Right on the wharfs we come to a big ramshackle building, which a struggling sign announced as Heinie Steinman's Grand International Fight Arena. This dump was all lighted up, and was shaking with the ferocious roars which went up inside.
"Hello, Steve; hello, Bill," said the fellow at the door, a dip who knowed us well. "How 'bout a couple good ringside seats?"
"Gangway," said I. "We ain't got no money—but I'm fightin' here tonight."
"G'wan," said he, "you ain't even matched with nobody—"
"One side!" I roared, drawing back my famous right. "I'm fightin' somebody here tonight, get me?"
"Well, go in and fight somebody that's paid to git mutilated!" he squawked, turning slightly pale and climbing up on the ticket counter, so me and Bill stalked haughtily within.
If you want to study humanity in its crudest and most uncivilized form, take in one of Heinie Steinman's fight shows. The usual crowd was there —sailors, longshoremen, beach-combers, thugs and crooks; men of every breed and color and description, from the toughest ships and the worst ports in the world. Undoubtedly, the men which fights at the International performs to the toughest crowds in the world. The fighters is mostly sailors trying to pick up a few dollars by massacring each other.
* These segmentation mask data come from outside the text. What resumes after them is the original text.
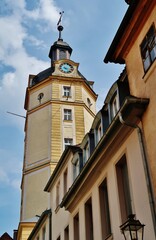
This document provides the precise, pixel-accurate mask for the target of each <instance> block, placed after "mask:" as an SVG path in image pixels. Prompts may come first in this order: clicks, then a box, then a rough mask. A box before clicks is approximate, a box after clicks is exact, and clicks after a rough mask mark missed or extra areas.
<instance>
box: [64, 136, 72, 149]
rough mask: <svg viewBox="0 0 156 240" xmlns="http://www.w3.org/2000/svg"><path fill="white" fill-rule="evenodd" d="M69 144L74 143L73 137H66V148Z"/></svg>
mask: <svg viewBox="0 0 156 240" xmlns="http://www.w3.org/2000/svg"><path fill="white" fill-rule="evenodd" d="M68 145H73V139H72V138H65V139H64V146H65V148H66V147H67V146H68Z"/></svg>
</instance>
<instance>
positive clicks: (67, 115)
mask: <svg viewBox="0 0 156 240" xmlns="http://www.w3.org/2000/svg"><path fill="white" fill-rule="evenodd" d="M64 120H67V121H71V120H72V110H71V109H64Z"/></svg>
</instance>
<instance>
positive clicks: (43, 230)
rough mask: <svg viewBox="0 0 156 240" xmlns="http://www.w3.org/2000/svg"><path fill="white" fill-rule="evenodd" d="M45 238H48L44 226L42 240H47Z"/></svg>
mask: <svg viewBox="0 0 156 240" xmlns="http://www.w3.org/2000/svg"><path fill="white" fill-rule="evenodd" d="M45 239H46V229H45V227H44V228H43V230H42V240H45Z"/></svg>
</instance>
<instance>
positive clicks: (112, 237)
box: [105, 234, 113, 240]
mask: <svg viewBox="0 0 156 240" xmlns="http://www.w3.org/2000/svg"><path fill="white" fill-rule="evenodd" d="M105 240H113V235H112V234H111V235H109V236H108V237H106V238H105Z"/></svg>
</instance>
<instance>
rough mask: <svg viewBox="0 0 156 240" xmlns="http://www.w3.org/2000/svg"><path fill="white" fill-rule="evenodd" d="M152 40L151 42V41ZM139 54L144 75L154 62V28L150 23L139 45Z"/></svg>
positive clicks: (154, 38)
mask: <svg viewBox="0 0 156 240" xmlns="http://www.w3.org/2000/svg"><path fill="white" fill-rule="evenodd" d="M150 34H151V35H150ZM152 38H153V40H151V39H152ZM140 53H141V58H142V63H143V68H144V72H145V73H146V72H147V71H148V70H149V68H150V67H151V65H152V64H153V62H154V61H155V60H156V28H155V25H154V23H152V25H151V26H150V28H149V30H148V31H147V33H146V35H145V36H144V38H143V40H142V42H141V44H140ZM152 55H154V57H152ZM146 64H147V66H146Z"/></svg>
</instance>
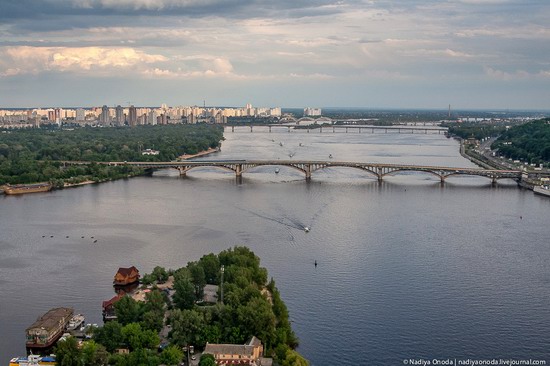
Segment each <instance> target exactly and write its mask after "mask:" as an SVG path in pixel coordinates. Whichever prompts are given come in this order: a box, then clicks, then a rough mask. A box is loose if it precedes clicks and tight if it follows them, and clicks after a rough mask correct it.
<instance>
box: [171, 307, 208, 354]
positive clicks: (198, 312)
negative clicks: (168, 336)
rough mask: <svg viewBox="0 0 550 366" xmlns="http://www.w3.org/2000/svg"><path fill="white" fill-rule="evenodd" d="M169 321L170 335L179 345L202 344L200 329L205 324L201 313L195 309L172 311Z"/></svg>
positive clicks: (181, 345)
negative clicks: (170, 319) (201, 340)
mask: <svg viewBox="0 0 550 366" xmlns="http://www.w3.org/2000/svg"><path fill="white" fill-rule="evenodd" d="M170 323H171V324H172V332H171V337H172V340H173V342H174V343H175V344H177V345H180V346H187V345H196V346H202V345H204V344H203V343H201V331H202V329H203V327H204V325H205V323H204V319H203V317H202V315H201V314H200V313H199V312H197V311H195V310H179V309H176V310H174V311H172V314H171V320H170Z"/></svg>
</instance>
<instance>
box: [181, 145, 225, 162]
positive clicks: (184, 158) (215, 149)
mask: <svg viewBox="0 0 550 366" xmlns="http://www.w3.org/2000/svg"><path fill="white" fill-rule="evenodd" d="M219 151H220V148H219V147H216V148H213V147H211V148H209V149H208V150H204V151H201V152H198V153H196V154H191V155H188V154H183V155H181V156H179V157H178V160H189V159H193V158H198V157H201V156H206V155H209V154H212V153H215V152H219Z"/></svg>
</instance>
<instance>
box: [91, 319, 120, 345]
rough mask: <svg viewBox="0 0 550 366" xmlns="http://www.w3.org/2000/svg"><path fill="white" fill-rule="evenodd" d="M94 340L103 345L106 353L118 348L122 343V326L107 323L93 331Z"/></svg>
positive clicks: (113, 321) (97, 342)
mask: <svg viewBox="0 0 550 366" xmlns="http://www.w3.org/2000/svg"><path fill="white" fill-rule="evenodd" d="M93 338H94V340H95V341H96V342H97V343H99V344H101V345H103V346H104V347H105V348H106V349H107V351H108V352H113V351H114V350H115V349H117V348H119V347H120V346H121V344H122V342H123V341H124V337H123V336H122V325H121V324H120V323H119V322H117V321H110V322H107V323H106V324H105V325H104V326H103V327H99V328H97V329H96V330H95V331H94V337H93Z"/></svg>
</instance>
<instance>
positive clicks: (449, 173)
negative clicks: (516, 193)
mask: <svg viewBox="0 0 550 366" xmlns="http://www.w3.org/2000/svg"><path fill="white" fill-rule="evenodd" d="M63 164H64V165H85V164H92V162H84V161H65V162H63ZM95 164H103V165H109V166H120V165H129V166H135V167H140V168H143V169H146V170H157V169H169V168H171V169H177V170H179V172H180V174H181V175H185V174H187V172H188V171H190V170H191V169H194V168H199V167H215V168H221V169H224V170H228V171H231V172H234V173H235V176H236V177H237V178H239V177H241V176H242V174H243V173H244V172H247V171H249V170H252V169H254V168H257V167H260V166H273V167H277V166H281V167H289V168H292V169H295V170H297V171H299V172H301V173H303V174H304V175H305V178H306V180H310V179H311V175H312V173H314V172H316V171H318V170H322V169H325V168H336V167H344V168H353V169H359V170H362V171H365V172H367V173H369V174H371V175H373V176H374V177H376V178H377V179H378V181H379V182H381V181H382V180H383V179H384V177H386V176H390V175H395V174H399V173H401V172H422V173H427V174H431V175H433V176H435V177H437V178H439V180H440V181H441V183H443V182H445V179H447V178H449V177H452V176H480V177H486V178H489V179H490V180H491V182H492V184H493V185H495V184H496V183H497V181H498V180H499V179H513V180H515V181H517V182H520V181H521V178H522V172H521V171H519V170H496V169H478V168H455V167H441V166H424V165H399V164H379V163H357V162H341V161H309V160H195V161H188V160H183V161H167V162H142V161H138V162H96V163H95Z"/></svg>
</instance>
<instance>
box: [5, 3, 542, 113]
mask: <svg viewBox="0 0 550 366" xmlns="http://www.w3.org/2000/svg"><path fill="white" fill-rule="evenodd" d="M549 19H550V1H549V0H394V1H391V0H341V1H331V0H308V1H306V0H0V108H15V107H25V108H32V107H45V106H83V107H91V106H101V105H104V104H106V105H109V106H114V105H122V106H128V105H130V104H133V105H136V106H160V105H161V104H163V103H165V104H168V105H169V106H177V105H203V104H206V105H207V106H235V107H238V106H244V105H245V104H247V103H251V104H252V105H253V106H262V107H283V108H285V107H286V108H291V107H292V108H302V107H304V108H305V107H321V108H322V107H359V108H419V109H424V108H428V109H447V107H448V105H449V104H450V105H451V106H452V108H453V109H468V108H471V109H544V110H548V109H550V22H549Z"/></svg>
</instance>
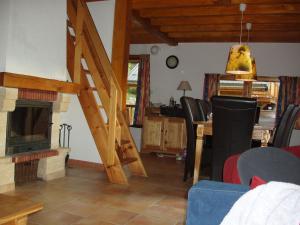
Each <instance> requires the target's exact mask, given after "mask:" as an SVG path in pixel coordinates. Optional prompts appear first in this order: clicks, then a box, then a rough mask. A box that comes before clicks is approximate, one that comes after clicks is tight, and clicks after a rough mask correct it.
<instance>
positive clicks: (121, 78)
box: [111, 0, 131, 111]
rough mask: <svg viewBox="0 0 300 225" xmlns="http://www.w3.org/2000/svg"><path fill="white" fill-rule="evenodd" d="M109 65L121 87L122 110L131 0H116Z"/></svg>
mask: <svg viewBox="0 0 300 225" xmlns="http://www.w3.org/2000/svg"><path fill="white" fill-rule="evenodd" d="M114 21H115V22H114V35H113V45H112V58H111V65H112V69H113V71H114V73H115V75H116V78H117V80H118V82H119V85H120V87H121V91H122V92H121V93H120V94H121V96H120V97H121V99H122V110H123V111H125V110H126V93H127V75H128V58H129V42H130V41H129V39H130V32H131V31H130V30H131V23H130V21H131V1H129V0H116V4H115V20H114Z"/></svg>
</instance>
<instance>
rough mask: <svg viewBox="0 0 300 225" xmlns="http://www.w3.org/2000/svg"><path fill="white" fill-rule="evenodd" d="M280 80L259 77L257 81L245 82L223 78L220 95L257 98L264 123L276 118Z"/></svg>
mask: <svg viewBox="0 0 300 225" xmlns="http://www.w3.org/2000/svg"><path fill="white" fill-rule="evenodd" d="M278 91H279V80H278V79H277V78H271V77H258V80H257V81H253V82H244V81H236V80H234V79H232V78H230V77H229V78H228V75H224V76H221V80H220V95H229V96H245V97H246V96H247V97H252V98H257V102H258V106H259V107H260V109H261V110H260V118H261V119H262V120H264V121H267V120H273V119H275V117H276V107H277V100H278Z"/></svg>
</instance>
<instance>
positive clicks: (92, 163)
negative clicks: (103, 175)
mask: <svg viewBox="0 0 300 225" xmlns="http://www.w3.org/2000/svg"><path fill="white" fill-rule="evenodd" d="M68 166H69V167H76V168H87V169H94V170H98V171H104V165H103V164H101V163H95V162H88V161H83V160H77V159H69V160H68Z"/></svg>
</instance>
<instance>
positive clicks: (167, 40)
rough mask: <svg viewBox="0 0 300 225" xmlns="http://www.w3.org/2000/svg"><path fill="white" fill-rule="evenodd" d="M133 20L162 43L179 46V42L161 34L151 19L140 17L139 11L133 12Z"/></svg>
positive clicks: (168, 36) (173, 39)
mask: <svg viewBox="0 0 300 225" xmlns="http://www.w3.org/2000/svg"><path fill="white" fill-rule="evenodd" d="M132 17H133V20H135V21H136V22H137V23H139V24H140V25H141V26H142V27H143V28H144V29H145V30H146V31H147V32H148V33H151V34H153V35H155V36H156V37H158V38H159V39H160V40H161V41H163V42H165V43H167V44H168V45H171V46H177V45H178V42H176V41H175V40H174V39H172V38H170V37H169V36H168V35H166V34H165V33H163V32H161V31H160V30H159V28H158V27H157V26H152V25H153V24H152V23H151V21H150V19H146V18H143V17H141V16H140V15H139V13H138V12H137V11H132Z"/></svg>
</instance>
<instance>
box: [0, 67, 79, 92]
mask: <svg viewBox="0 0 300 225" xmlns="http://www.w3.org/2000/svg"><path fill="white" fill-rule="evenodd" d="M0 86H3V87H10V88H27V89H35V90H45V91H56V92H62V93H69V94H79V92H80V86H79V85H78V84H75V83H71V82H64V81H58V80H52V79H46V78H40V77H36V76H28V75H23V74H16V73H9V72H0Z"/></svg>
Well, as me and Bill entered, the fans was voicing their disapproval in a tone that would of curled the hair of a head-hunter. The main event had just driven the patrons into a frenzy by going to the limit, and they was howling like a pack of wolves because they'd been no knockout. The crowd that comes to Heinie's Arena don't make no talk about being wishful to see a exhibition of boxing. What they want is gore and busted noses, and if somebody don't get just about killed they think they have been gypped, and wreck the joint.
Just as me and Bill come in, the principals scurried out of the ring followed by a offering of chair bottoms, bricks and dead cats, and Heinie, who'd been acting as referee, tried to calm the mob—which only irritated them more and somebody hit Heinie square between the eyes with a rotten tomato. The maddened crowd was fast reaching a point where they was liable to do anything, when me and Bill climbed into the ring. They knowed us, and they kind of quieted down a minute and then started yelling fiercer than ever.